En régie municipale ?

C’est encore en réflexion, soit en régie municipale, soit en coopérative, avec lesquelles nous passerions des accords. Nous avons aussi le projet de terminer la construction du quartier des Chanteraines avec 1 500 logements, dont 50 % de logements sociaux et 50 % de logements en accession, livrés vers 2023-2024. Enfin, nous voulons aussi finir le centre-ville, avec normalement en juin l’ouverture de commerces proximité, qui va améliorer leur offre dans la ville. Nous allons achever la deuxième phase de ce centre-ville qui comprend en tout 600 nouveaux logements, avec la même répartition de pourcentage de logements sociaux et de logements en accession.

Avez-vous des sujets de copropriétés dégradées, d’habitats indignes, etc. sur lesquels vous agissez ?

Oui, nous avons résorbé 200 logements qui appartenaient à des « marchands de sommeil » sur les 1 000 logements dégradés à Gennevilliers.

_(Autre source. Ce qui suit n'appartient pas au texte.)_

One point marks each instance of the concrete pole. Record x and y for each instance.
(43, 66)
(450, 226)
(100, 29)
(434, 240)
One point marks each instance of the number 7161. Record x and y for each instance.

Nous avons moins de copropriétés dégradées qu’ailleurs car nous avons beaucoup de logements sociaux. C’est même l’une des explications de l’augmentation de ces derniers : à chaque fois que l’on rase des bidonvilles ou des copropriétés dégradées, nous les remplaçons par des logements sociaux. Nous avons plutôt des petites propriétés dégradées, soit des anciens bidonvilles, soit des petites maisons achetées.

En tant que patron d’une grosse administration comme celle de Gennevilliers, avez-vous des objectifs de transition énergétique, de réduction de votre empreinte carbone municipale importants ?

Nous avons déjà réalisé beaucoup de choses dans ce domaine. Nous sommes sans doute, par exemple, la seule ville d’Ile-de-France dont 66 % du réseau de chauffage urbain et collectif est alimenté par de la biomasse. Nous allons, par ailleurs, engager les travaux de rénovation énergétique de la Tour, construite en 1978, qui abrite la mairie. Je citerais aussi la végétalisation des cours d’écoles, la fin du projet de plantations de 500 arbres, annoncé il y a deux ans, sachant que nous allons annoncer un nouveau plan semblable à celui-là.

La rénovation thermique de la Tour bénéficie-t-elle des crédits du plan de relance ?

Non, il s’agit de décisions antérieures. Le plan de relance n’intègre pas les projets anciens. Et les 500 millions d’euros pour la rénovation énergétique des bâtiments communaux concernent toute la France. Ce n’est pas beaucoup. La rénovation d’une tour, c’est 45 000 euros par logement.